Proposed property tax overhaul could lessen burden for low-income homeowners in NYC
Photo of Park Slope brownstones by Josh Wilburne on Unsplash
Owners of multi-million dollar co-ops and condos in New York City would have to pay property tax at full market value under a recently released proposal to overhaul the current system. The city’s Advisory Commission on Property Tax Reform on Thursday unveiled its long-awaited report detailing reforms of the complex system that would tax properties of similar values at equitable rates. Currently, homebuyers pay property tax based on assessed value, rather than the market rate, which puts a bigger tax burden on low- and middle-income homeowners.
City officials have long tried to improve the outdated system, but the complexity of the issue and pushback from opponents stalled any changes. During Mayor Bill de Blasio’s first year in office, he announced plans to seek changes to the system after a lawsuit was filed in 2014 challenging its fairness. But it wasn’t until 2018 that the mayor, along with City Council Speaker Corey Johnson created the advisory commission to study the tax system and find ways to make it more fair and transparent, without displacing residents. The report was originally due last July.
“The property’s tax remains the City’s most important single revenue source, representing almost half of all the City’s annual tax revenues,” Marc Shaw, the commission’s chairman, said in a press release. “The work undertaken by the Commission, first and foremost, reflects our collective desire to protect the City’s fisc, while at the same time making the system more fair, predictable, and transparent.”
The report’s 10 preliminary recommendations include assessing co-ops and condo units, which are typically more expensive, at full market value. This change would redistribute the amount of taxes paid by homeowners, but not lower the total revenue brought into the city. Currently, as the New York Times explains, the owner of an $8 million five-bedroom brownstone in Park Slope pays an annual tax bill of $20,165. A ranch-style home in the Bronx neighborhood of Fieldston worth about $2 million pays roughly the same amount.
Under the proposed changes, even the mayor would see an increase in his property tax bill for the two Park Slope homes he owns. He paid just under $8,000 in property taxes last year on the two properties valued at more than $3 million. “I’m comfortable with fair is fair,” de Blasio said in an interview Friday with WNYC’s Brian Lehrer. “If it means I pay more in property tax, that’s ok.”
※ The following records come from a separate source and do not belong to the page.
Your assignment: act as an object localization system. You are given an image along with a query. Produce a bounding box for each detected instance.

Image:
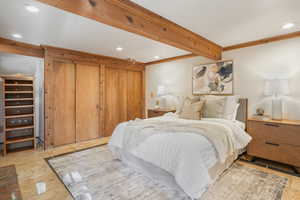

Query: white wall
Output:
[146,38,300,119]
[146,57,212,108]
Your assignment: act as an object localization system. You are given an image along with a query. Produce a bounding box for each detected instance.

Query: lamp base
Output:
[272,97,282,120]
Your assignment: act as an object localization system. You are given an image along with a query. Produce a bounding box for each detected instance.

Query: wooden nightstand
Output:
[148,109,176,118]
[247,119,300,167]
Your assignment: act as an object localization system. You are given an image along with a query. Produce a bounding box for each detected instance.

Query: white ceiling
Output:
[0,0,188,62]
[133,0,300,46]
[0,52,41,76]
[0,0,300,62]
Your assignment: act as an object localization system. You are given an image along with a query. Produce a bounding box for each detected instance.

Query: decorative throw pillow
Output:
[179,99,204,120]
[223,96,239,120]
[202,97,226,118]
[176,96,200,114]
The annual market value changes would be phased in over five years at 20 percent per year, with the assessed value growth caps eliminated, under the commission’s recommendations. To protect low-income homeowners, the commission is backing a partial homestead exemption that would shield these homeowners from increased taxes from the removal of the assessed value cap. And the commission is also calling for a “circuit breaker” that would limit property tax bills for qualifying owners to a percentage of household income.
The commission will announce additional public hearings in each borough before issuing its final report later this year. Any reforms require the approval from the Council, mayor, the state legislature, and the governor.